May 21, 2007

The Biman story gets more interesting

11 days and 10 posts after I complained about it, the Biman story makes it to the pages of the Daily Star. One lone sentence focuses on the Voluntary Retirement Scheme (VRS) for which 300 crore takas (43m USD) have been asked, and provided by the World Bank.

Well, that explains why tax-payers really don't need to be informed of such developments, doesn't it? As Iqbal Quadir says in th video right below, the WB really is an institution of, by and for the goverments! More specifically their bureaucracies. One can only imagine the backroom negotiations that went on, the give and take on different issues important to each of the different parties. I wonder if anyone raised any questions as to what alernative uses (ie. the opportunity cost of the VRS) the $43m could have been used for? I'd like to doubt it, but then I wasn't there was I?

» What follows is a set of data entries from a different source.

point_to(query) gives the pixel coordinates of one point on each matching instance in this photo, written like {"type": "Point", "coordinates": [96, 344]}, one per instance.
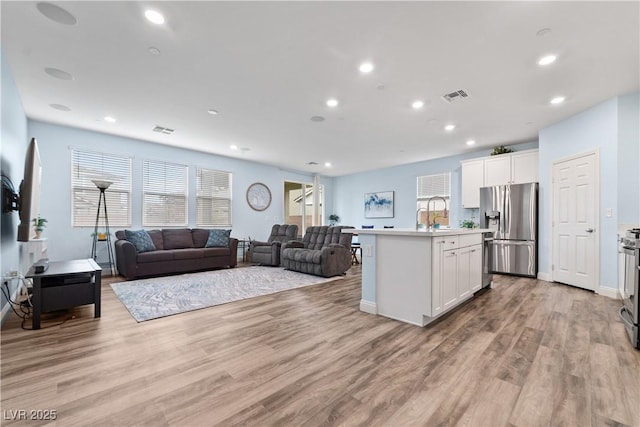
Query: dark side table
{"type": "Point", "coordinates": [65, 284]}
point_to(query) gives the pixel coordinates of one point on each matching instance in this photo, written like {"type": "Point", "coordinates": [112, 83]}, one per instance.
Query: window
{"type": "Point", "coordinates": [434, 194]}
{"type": "Point", "coordinates": [87, 166]}
{"type": "Point", "coordinates": [213, 198]}
{"type": "Point", "coordinates": [164, 194]}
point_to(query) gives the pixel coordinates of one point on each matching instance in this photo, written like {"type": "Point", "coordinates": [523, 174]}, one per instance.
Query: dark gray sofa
{"type": "Point", "coordinates": [323, 251]}
{"type": "Point", "coordinates": [177, 251]}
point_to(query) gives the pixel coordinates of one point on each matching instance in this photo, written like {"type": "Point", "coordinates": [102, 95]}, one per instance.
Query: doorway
{"type": "Point", "coordinates": [299, 206]}
{"type": "Point", "coordinates": [575, 236]}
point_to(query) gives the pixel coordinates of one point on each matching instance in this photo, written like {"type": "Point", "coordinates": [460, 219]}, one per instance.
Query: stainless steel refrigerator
{"type": "Point", "coordinates": [511, 213]}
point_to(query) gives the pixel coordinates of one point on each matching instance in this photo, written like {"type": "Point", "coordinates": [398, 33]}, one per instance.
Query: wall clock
{"type": "Point", "coordinates": [258, 196]}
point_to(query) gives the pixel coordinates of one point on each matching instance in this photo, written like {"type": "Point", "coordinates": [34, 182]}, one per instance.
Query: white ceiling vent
{"type": "Point", "coordinates": [455, 96]}
{"type": "Point", "coordinates": [164, 130]}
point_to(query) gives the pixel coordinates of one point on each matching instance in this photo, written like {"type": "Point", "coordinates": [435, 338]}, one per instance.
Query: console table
{"type": "Point", "coordinates": [65, 284]}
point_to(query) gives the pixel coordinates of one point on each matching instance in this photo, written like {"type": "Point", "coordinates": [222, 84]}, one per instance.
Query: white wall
{"type": "Point", "coordinates": [629, 159]}
{"type": "Point", "coordinates": [13, 147]}
{"type": "Point", "coordinates": [67, 242]}
{"type": "Point", "coordinates": [604, 128]}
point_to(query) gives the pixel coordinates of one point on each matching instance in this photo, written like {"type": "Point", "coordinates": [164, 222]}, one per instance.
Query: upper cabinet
{"type": "Point", "coordinates": [513, 168]}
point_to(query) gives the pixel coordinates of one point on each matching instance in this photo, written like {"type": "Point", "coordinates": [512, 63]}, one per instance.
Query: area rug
{"type": "Point", "coordinates": [148, 299]}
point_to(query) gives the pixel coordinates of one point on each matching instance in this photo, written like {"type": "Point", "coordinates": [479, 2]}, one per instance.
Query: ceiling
{"type": "Point", "coordinates": [268, 67]}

Prothom Alo has a slightly better report. It highlights the fact that since 1997, BPC has not given Biman 25% discounted fuel. Which is all well and good, subsidies are not the best stimulant for achieving efficiency. But here's the intruiging part: BPC sells Biman jet fuel at 65 cents/litre. The price on the world market is 35 cents/litre. From the DS report, it seems that BPC was the monopoly supplier to Biman (can anyone confirm?) If that is indeed the case, all we've done these last 10 years, in essence, was to re-distribute income from Biman to BPC! Suddenly, the arrears being owed to BPC by Biman seem less as inefficiency and more as political resistance between bureaucracies.

If the Prothom Alo story seems more detailed, I suspect that it's in no small part due to the man whose name is in the byline. Or is there a new Tipu Sultan in Prothom Alo?

1 comment:

Anonymous said...

BPC is the sole provider of jetfuel in Bangladesh. There price is so high that even foreign airlines avoid Bangladesh in case of emergency landing.